Virginia’s Old Dominion University shooting exposed how a state law meant to advance “social justice” left a convicted would-be terrorist able to enroll without his past appearing on admission forms. The attack, which killed an ROTC instructor and was stopped by cadets, raised immediate questions about who knew what and why public safety was sidelined by policy. This article examines the law that removed criminal-history questions, the political choices behind it, and the consequences for campus security.
ODU Terrorist Hid in Plain Sight Thanks to Virginia Democrats’ ‘Social Justice’ Law
Shortly after Mohamed Bailor Jalloh, 36, stormed into a classroom at Old Dominion University last Thursday — shouting “Allahu Akbar!” — and opened fire on the ROTC class, Virginia’s governor publicly asked how he was on campus. The shooting killed Lt. Col. Brandon Shah, the class instructor, and ended when cadets returned fire and neutralized the attacker. The brutality of the act and the heroism of the students are both undeniable.
The crucial question is not just how the shooter got a gun, but how his prior federal conviction did not prevent him from blending in on campus. Jalloh had been convicted on federal charges of “attempting to provide material support to the Islamic State of Iraq and the Levant (ISIL), a designated foreign terrorist organization.” That conviction should have been a major red flag for any institution responsible for protecting students and staff.
The answer lies in a 2021 Virginia law passed by Democrats that bars most public colleges from asking applicants about criminal history. The bill, which excluded the Virginia Military Institute, prevents institutions from using admissions forms that inquire about criminal backgrounds and forbids denying admission based on criminal-history answers on third-party applications. It only allows checking an admitted person’s history before enrollment and then rescinding admission if a threat is later discovered.
That legal change was sold as a fairness measure and framed as removing barriers to opportunity, but the practical effect was to blind campus administrators and fellow students to serious past crimes. Republican leaders warned at the time that erasing criminal-history questions would reduce transparency and hinder safety, especially when federal convictions for terrorism are involved. The ODU incident shows those warnings were well founded.
Old Dominion’s statement after the shooting was blunt: the university had no knowledge of any prior criminal history for Jalloh. Under the current law, that ignorance was not accidental — it was mandated. Administrators and campus police were operating with one hand tied behind their back, legally restricted from asking during the admissions process what might have kept a convicted terrorist off campus.
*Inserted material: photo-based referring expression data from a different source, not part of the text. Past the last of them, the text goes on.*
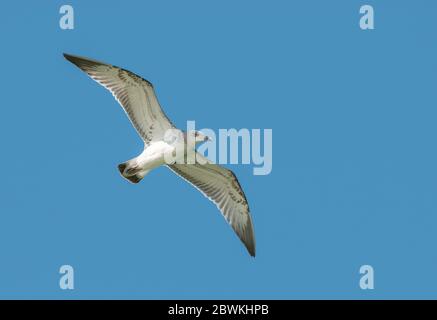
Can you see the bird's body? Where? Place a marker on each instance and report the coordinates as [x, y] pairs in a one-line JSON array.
[[164, 144]]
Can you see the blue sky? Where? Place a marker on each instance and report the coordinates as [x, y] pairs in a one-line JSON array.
[[354, 177]]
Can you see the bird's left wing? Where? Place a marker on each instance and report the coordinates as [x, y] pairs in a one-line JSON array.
[[135, 94], [221, 186]]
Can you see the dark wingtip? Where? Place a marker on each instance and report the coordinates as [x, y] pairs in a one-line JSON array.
[[121, 167]]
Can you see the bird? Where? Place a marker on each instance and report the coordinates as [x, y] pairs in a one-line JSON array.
[[163, 143]]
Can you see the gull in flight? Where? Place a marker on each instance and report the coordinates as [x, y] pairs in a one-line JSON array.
[[137, 97]]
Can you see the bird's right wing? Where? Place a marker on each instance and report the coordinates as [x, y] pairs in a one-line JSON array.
[[221, 186], [135, 94]]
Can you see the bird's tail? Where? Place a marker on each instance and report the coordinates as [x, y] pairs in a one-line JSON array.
[[131, 171]]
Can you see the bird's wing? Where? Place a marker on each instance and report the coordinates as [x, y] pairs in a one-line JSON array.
[[135, 94], [221, 186]]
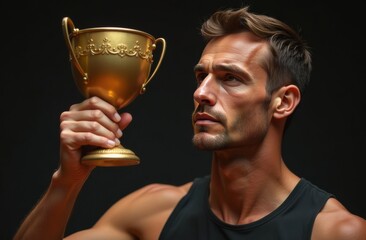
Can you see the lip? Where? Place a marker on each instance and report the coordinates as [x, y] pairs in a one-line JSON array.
[[203, 117]]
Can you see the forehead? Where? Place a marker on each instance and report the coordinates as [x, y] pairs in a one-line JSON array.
[[240, 48]]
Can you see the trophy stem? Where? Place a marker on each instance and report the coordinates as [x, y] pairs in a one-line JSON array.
[[117, 156]]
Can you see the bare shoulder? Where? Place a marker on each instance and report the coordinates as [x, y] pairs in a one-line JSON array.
[[143, 213], [336, 222]]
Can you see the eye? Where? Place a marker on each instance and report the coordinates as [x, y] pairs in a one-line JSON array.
[[231, 79], [200, 76]]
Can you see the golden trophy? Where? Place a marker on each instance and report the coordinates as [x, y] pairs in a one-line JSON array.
[[114, 64]]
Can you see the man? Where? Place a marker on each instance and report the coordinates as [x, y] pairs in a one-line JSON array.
[[250, 78]]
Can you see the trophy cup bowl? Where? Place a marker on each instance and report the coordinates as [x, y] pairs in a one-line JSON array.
[[114, 64]]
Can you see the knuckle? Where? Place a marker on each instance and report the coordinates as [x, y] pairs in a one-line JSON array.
[[94, 126], [88, 137], [93, 101], [97, 114]]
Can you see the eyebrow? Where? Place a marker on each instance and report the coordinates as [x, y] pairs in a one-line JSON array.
[[224, 67]]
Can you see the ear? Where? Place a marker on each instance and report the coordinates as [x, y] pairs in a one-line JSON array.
[[285, 101]]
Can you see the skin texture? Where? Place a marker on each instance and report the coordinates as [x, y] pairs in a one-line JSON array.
[[233, 116]]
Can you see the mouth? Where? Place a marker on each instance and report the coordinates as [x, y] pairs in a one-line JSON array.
[[203, 118]]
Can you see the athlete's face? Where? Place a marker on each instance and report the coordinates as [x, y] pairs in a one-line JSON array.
[[231, 102]]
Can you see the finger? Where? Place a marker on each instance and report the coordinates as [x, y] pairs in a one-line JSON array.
[[75, 140], [90, 120], [97, 103], [126, 119]]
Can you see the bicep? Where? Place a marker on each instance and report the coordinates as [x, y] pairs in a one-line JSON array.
[[100, 233]]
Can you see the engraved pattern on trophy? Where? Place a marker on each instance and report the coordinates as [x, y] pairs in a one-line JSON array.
[[114, 64]]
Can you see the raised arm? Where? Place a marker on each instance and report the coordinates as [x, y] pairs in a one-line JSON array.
[[92, 122]]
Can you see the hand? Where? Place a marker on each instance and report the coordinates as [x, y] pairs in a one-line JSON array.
[[91, 122]]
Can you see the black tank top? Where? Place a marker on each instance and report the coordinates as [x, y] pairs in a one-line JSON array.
[[192, 219]]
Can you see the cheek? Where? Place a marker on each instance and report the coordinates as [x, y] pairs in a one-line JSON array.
[[249, 122]]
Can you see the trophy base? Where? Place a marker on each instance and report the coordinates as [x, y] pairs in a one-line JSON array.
[[110, 157]]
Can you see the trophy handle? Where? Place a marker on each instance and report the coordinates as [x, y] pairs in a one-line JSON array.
[[67, 24], [163, 42]]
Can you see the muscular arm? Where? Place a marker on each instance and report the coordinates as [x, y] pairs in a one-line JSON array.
[[92, 122], [51, 214], [335, 222]]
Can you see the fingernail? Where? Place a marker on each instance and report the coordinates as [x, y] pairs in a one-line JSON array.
[[111, 143], [119, 133], [117, 117]]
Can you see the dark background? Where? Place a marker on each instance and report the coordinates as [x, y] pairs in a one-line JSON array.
[[326, 144]]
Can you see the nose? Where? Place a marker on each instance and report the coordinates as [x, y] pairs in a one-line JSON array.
[[204, 94]]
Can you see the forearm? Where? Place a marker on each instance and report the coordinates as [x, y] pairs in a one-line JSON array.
[[49, 218]]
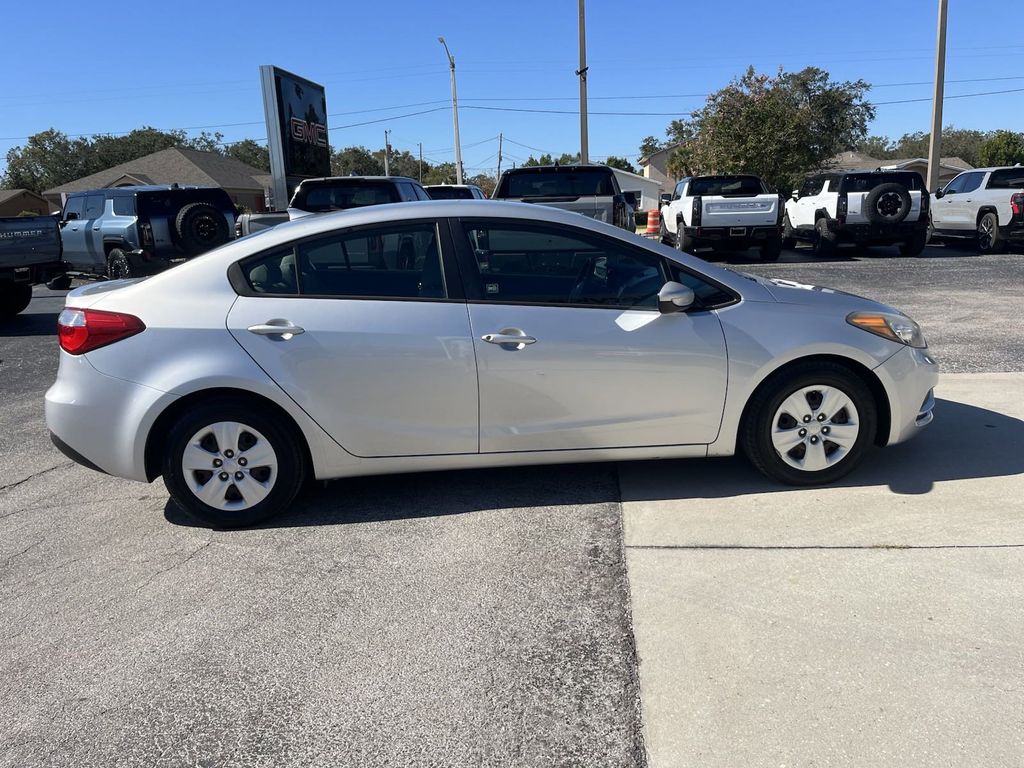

To make matters worse, the campus bans on carrying firearms left students and staff with limited means to defend themselves until the attacker was confronted by ROTC cadets inside the classroom. Policies that disarm law-abiding citizens or prevent institutions from screening dangerous individuals create predictable vulnerabilities. This is a policy failure, not a tragic coincidence.
Virginia Democrats chose optics over security when they passed this legislation, and the consequences were foreseeable. When public safety is sacrificed in the name of ideological priorities, people die. The law’s loophole allowing an enrolled student to be checked only after admission creates a timing gap that can be fatal, and it is reckless to leave institutions blind to federal terrorism convictions while still barring defensive measures.
Republican officials, including former state leaders, pointed out these risks and urged common-sense fixes: restore the ability to ask about criminal history on admissions forms, carve out clear exceptions for violent and terrorism-related convictions, and give campus security the tools to identify genuine threats. These are not punitive measures against rehabilitation; they are targeted protections for the campus community.
Beyond policy fixes, the ODU shooting is a reminder that ideology cannot replace vigilance. Lawmakers who prioritize criminal-record erasure as a blanket rule must reckon with real-world tradeoffs. Responsible public safety policy recognizes the difference between giving second chances and ignoring dangerous histories that bear directly on the safety of others.
Families and students deserve campuses that balance fairness with firm protections against violent threats. When a law prevents institutions from learning about convictions tied to terrorism, it undermines that balance and invites disaster. The ODU tragedy should be a wake-up call to restore sensible screening and to ensure that political priorities never again leave communities exposed.